Estáis ahí
Dedico una considerable porción del día a leer los comentarios de los lectores a determinadas informaciones, reportajes o artículos en los periódicos digitales. Así como soy selectiva con los blogs -los amigos, los inteligentes (suelen coincidir), los bien informados; nunca los chivatos-, en materia de opiniones públicas me confieso voraz. Algunos de los párrafos enviados me sorprenden. Por ejemplo, aquellos que expresaban su pena por la muerte de Paul Newman y que, después de glosar la discreción del actor tanto en vida como en su deceso, no dudaban en desearle que se encontrara pronto en el cielo con la hermana, la madre o el padre del firmante.

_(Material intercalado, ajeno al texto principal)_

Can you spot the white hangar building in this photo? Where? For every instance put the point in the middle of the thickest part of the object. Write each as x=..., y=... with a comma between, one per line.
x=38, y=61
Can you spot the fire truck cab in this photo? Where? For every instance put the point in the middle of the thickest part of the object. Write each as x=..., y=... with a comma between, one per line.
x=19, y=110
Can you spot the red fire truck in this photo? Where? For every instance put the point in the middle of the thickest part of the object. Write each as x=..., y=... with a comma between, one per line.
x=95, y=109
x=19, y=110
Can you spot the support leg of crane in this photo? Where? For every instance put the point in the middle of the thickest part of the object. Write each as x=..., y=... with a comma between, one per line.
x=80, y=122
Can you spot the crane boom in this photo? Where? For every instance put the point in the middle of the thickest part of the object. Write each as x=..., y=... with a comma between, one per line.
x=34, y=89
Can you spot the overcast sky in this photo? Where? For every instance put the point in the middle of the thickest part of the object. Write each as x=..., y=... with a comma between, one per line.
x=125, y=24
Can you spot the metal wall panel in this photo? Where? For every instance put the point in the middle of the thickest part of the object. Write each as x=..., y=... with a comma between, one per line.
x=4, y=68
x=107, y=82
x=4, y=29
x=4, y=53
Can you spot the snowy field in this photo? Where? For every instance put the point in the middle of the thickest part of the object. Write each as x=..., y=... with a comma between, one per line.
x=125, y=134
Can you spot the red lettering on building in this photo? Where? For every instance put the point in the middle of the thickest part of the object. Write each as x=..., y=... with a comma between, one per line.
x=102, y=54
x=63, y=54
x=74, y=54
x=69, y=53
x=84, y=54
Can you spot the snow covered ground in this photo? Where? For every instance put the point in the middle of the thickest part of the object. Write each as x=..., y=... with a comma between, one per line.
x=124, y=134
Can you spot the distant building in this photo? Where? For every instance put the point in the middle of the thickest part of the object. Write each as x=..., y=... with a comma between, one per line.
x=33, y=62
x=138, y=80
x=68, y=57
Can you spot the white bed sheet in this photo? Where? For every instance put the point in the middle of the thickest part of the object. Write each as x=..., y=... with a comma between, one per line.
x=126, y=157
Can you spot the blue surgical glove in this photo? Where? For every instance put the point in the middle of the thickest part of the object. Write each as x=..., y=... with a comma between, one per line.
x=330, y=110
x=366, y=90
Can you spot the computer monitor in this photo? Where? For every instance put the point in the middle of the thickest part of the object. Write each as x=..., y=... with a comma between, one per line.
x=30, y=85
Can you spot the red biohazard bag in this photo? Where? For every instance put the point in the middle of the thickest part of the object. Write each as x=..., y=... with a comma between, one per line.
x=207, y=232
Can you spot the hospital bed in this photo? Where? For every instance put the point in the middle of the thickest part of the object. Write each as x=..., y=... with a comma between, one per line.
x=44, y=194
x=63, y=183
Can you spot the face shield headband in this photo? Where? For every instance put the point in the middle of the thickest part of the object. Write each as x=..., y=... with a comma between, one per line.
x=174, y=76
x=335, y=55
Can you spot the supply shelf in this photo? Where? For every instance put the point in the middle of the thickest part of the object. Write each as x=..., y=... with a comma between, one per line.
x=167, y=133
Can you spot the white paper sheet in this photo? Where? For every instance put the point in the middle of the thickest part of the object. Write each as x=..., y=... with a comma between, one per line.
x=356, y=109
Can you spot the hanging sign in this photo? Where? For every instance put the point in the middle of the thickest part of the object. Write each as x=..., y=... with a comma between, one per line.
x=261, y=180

Son una fuente de entretenimiento, formación, curiosidad. Qué viva está la gente. Ignoro si estos mensajes pasan por filtros; en cualquier caso, lo que llega a la pantalla parece muy libre. Cierto que hay opinantes que se enzarzan en discusiones, algunos rozan el insulto, otros son muy salados en sus apreciaciones del contrario... Qué viva está la gente, y qué poco dispuesta a que se la den con queso. Algunos son tan desconfiados que antes se comerían el ratón que el queso. Las teorías de las conspiraciones -así como los bulos y leyendas urbanas-, que tanto miedo producen en Internet -sobre todo cuando su blanco son empresas, bancos: gente de orden-, han existido siempre. Lo único que hace Internet es ampliar su eco brutalmente.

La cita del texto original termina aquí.